(YouTube Streaming, November 2019) As much as it won’t please its fans, silent cinema is often an ordeal to watch: if you’re not interested in the history of cinema, there’s not a lot in there to like other than a few comedies. So it is that The Hunchback of Notre Dame is a struggle to watch. Let’s not deny its importance: It was a box-office hit in 1923, it was a large-scale production that clearly warranted much of Universal Studio’s confidence, it featured Lon Chaney and it’s considered by some as the start of the Universal Horror line-up. But if you’re looking for straight-up entertainment, well, there’s the 1939 version with sound and Charles Laughton to watch. Even then, the silent version is not that unbearable—as mentioned, a lot of effort has been made in bringing this version to the screen (recreating Paris in Los Angeles with thousands of extras), and you can at least appreciate that kind of craftsmanship.
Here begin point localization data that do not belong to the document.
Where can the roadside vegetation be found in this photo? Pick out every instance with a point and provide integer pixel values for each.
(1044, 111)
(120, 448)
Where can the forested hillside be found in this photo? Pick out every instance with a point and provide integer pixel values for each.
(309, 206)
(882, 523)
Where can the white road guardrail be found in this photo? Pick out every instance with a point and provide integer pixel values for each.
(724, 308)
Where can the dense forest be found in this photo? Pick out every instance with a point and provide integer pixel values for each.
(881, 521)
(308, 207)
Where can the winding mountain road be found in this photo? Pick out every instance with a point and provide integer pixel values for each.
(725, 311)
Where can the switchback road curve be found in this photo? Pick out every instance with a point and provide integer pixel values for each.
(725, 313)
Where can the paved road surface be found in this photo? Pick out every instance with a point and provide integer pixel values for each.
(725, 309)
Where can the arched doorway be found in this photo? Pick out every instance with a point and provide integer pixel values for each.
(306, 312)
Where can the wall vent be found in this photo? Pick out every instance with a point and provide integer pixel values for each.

It’s historically important, at least, and you can chart the evolution of the Victor Hugo novel into its later, much streamlined adaptations by using this as an early data point. If you can get into the mindset of silent movies, this one is significantly more interesting than average by virtue of production means and horror-adjacent moments. But this should not be anyone’s introduction to silent film—so keep The Hunchback of Notre Dame in reserve for after you’ve built up your tolerance to the slow pacing and title cards.
(On Cable TV, September 2019) Now this is a curio on several levels. Keep in mind that The Hollywood Revue of 1929 was made at a time when sound cinema was just getting started: It was still considered a novelty, and it’s fair to say that Hollywood didn’t quite know what to do with it exactly. A natural idea was to transpose a Broadway revue on-screen: let’s just have the stars walk in, do a bit of music, dance or comedy, record everything and string them along in a plotless experience. Why not? Such a thing would be strikingly inappropriate for the theatrical experience today now that televised variety shows and streaming options can bring the best of the world to our screens at any time, but back in 1929 it wasn’t just a good idea—the result was seriously considered for the first Academy Awards. Of course, there’s quite a cliff from concept to execution: what survives of The Hollywood Revue of 1929 ninety years later is very rough on a technical level: the top of the image seems cut off, the special effects are laughable, the muddy image is of low quality, low contrast and poor sound quality. The dance choreography has little of the polish that we’d see from Busby Berkeley even a few years later. But that it has survived at all is amazing—many movies of that time never made it to this day. It’s quite an experience to see what were, at the time, the studio’s biggest stars—while we still remember Joan Crawford, Buster Keaton (very funny in a small part), and the Laurel and Hardy duo, many of the other people on-screen have faded away in obscurity, known only to early-cinema aficionados. There are a few highlights: Jack Benny’s emceeing routines have their moments. There are a few funny comic routines (including one featuring Lon Chaney). Of the good musical numbers, one number featuring Queen’s Guards dancers is rather good. There’s an early version of “Singin’ in the Rain” (later quoted in the That’s Entertainment! series). Perhaps more strikingly, three very primitive colour sequences mark, I think, the first use of colour I’ve seen in a Hollywood film and it does add an extra dimension in the film. There’s something to be said about the value of such a document travelling through the ages, now available for endless digital copies. In many ways, The Hollywood Revue of 1929 is a primitive form of time travel—what if you were sitting in the middle of the front row at the time’s hottest theatrical entertainment show?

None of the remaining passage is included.